There’ll be even times when you’d need to experiment yourself to find a better way to manage your calathea.
How to Prevent Brown Spots on Calathea Leaves?
Of course, brown spots wouldn’t appear in your calathea if you’re careful to provide the best growing conditions from the beginning.
So, here are some ways we recommend you do to prevent the recurrence of brown spots on your beloved calatheas.
- Start with a healthy, vigorous calathea plant. Always choose the best-looking calathea wherever you go visit and buy from garden stores. Never ever buy a diseased or unhealthy plant.
- Use sterilized potting mixes. This is to reduce the chance of developing soil-borne diseases. Pathogens have a way to stay alive in the soil for a very long time so heating the medium would kill them.
- Ensure proper potting mix. (Link to Amazon) Pot the calathea in a well-draining potting medium that is high in organic matter. Use peat, pine bark, vermiculite, and/or perlite as soil amendments.
- Use a pot that is of the right size and has good drainage. Too small or too large pots can cause watering problems. If drainage is not present, there’s a high chance that root rot will follow.
- Keep the foliage dry. Remember that a damp environment is very favorable for pathogens to grow and multiply.
- Find the best location. It should be one that receives enough light, has high humidity, and is warm during the night.

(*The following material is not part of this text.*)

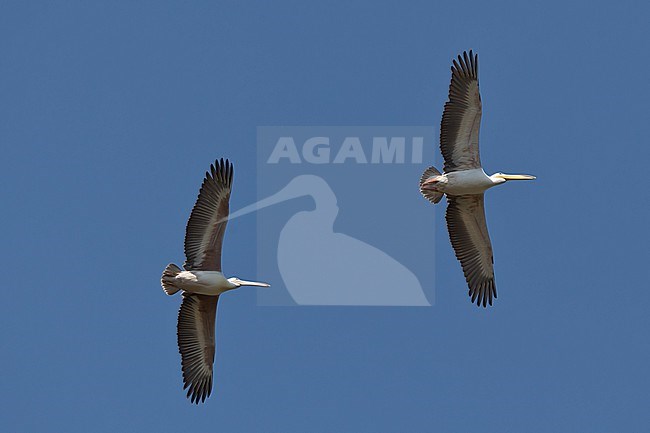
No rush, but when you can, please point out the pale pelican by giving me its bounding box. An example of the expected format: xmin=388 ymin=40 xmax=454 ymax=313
xmin=420 ymin=50 xmax=535 ymax=307
xmin=225 ymin=174 xmax=430 ymax=306
xmin=161 ymin=158 xmax=269 ymax=404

Keep your calathea away from drafty locations.
- Manage your watering. Never too much but never too little is the drill for calathea. Check the condition of the soil before watering. Allow the top 2 inches to dry out first.
- Always dilute fertilizers. Calatheas have a very poor tolerance for salts. They can easily develop fertilizer burns so be careful with your fertilizer application.
- Be mindful of the changes in temperatures. When it hits lower than 60oF (15oC), be prepared to protect your calathea from frost. Provide insulation before it’s too late.
- Never be afraid to get rid of calatheas that are already in bad shape. Sometimes, letting go is the best thing to be able to save what’s left. This is true, especially with diseased plants.
- Regularly check on your calathea. Treat them like your babies. This will give you the chance to spot any problem before they blow up into something really serious.
- Double-check your plant before bringing it inside your home. Moving your calathea outdoors is beneficial to the plant. But, make sure that you check them for any presence of pests before you bring them inside again.
- Keep the growing conditions at its best as much as possible. Surely there are changes that happen in our environment that we can’t control. As a plant parent, it’s your responsibility to find ways to keep your calathea as safe as possible.
Generally, taking care of a calathea plant will require more effort than with other indoor plants. It is considered as a high maintenance houseplant. This means that you can’t be procrastinating when it comes to tending a calathea.
But what it requires for care and maintenance, it compensates with its beauty. Give the calathea what it needs and it will never disappoint you. The stunning leaves that it will parade will be your greatest prize.